By Wayne Laepple
HUNTINGDON -- Pennsylvania Game Commission officers using a specially trained search dog to track down ballistics casings cracked an investigation that led to the arrest of a Sunbury man on deer poaching charges.
Game officials said an unidentified landowner and his son were on their property attempting to videotape a hunt when they heard two nearby shots. Approaching the area of the shots, they observed a person dragging an antlered deer from a harvested cornfield. Game commission officers said Marshall Scholl, 30, of Sunbury, gave a false name to the landowner and, when asked for identification, ran away, abandoning the deer.
"Despite a long search with no results, we felt sure that the violator's spent shell casings were lying somewhere near where the buck was killed," Snyder County Wildlife Conservation Officer Harold Malehorn said in a statement released by the Game Commission. "That was important to solving this case."

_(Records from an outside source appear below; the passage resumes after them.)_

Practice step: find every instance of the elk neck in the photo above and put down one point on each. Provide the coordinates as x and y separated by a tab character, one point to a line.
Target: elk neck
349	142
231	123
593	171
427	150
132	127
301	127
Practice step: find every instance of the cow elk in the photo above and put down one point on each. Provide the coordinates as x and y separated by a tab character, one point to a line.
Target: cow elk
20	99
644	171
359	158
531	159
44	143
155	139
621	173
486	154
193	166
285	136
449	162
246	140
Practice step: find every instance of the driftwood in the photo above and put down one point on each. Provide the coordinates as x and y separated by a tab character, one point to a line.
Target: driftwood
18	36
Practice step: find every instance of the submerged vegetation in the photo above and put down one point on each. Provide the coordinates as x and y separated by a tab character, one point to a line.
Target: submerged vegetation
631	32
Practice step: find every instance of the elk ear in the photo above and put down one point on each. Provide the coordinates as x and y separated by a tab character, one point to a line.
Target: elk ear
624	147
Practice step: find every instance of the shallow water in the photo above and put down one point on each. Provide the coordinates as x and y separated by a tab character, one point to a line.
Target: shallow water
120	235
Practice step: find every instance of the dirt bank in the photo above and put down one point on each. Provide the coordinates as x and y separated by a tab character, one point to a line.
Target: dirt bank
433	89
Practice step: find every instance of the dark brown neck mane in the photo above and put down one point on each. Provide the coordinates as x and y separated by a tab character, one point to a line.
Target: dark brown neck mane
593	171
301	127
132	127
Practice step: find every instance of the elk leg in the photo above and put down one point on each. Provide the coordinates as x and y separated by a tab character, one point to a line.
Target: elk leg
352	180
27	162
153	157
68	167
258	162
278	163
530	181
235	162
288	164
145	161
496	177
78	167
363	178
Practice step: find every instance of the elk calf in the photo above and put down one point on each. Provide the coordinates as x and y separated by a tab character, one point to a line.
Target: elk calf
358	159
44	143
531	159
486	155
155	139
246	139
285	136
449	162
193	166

Malehorn requested the assistance of Onyx, a female Labrador retriever specially trained by the Game Commission to locate evidence related to wildlife-related crimes and to retrieve hidden evidence.
Within five minutes of exiting the vehicle, Onyx had found two recently fired .270-caliber casings lying under some vegetation, game officials said.
Given a description of the vehicle, officers were reportedly supplied Scholl's name from several citizens. Malehorn charged Scholl with unlawful taking or killing of wildlife, trespass on private land while hunting, giving a false name and refusing to show identification to a landowner and improper retrieval and disposition of killed or wounded game.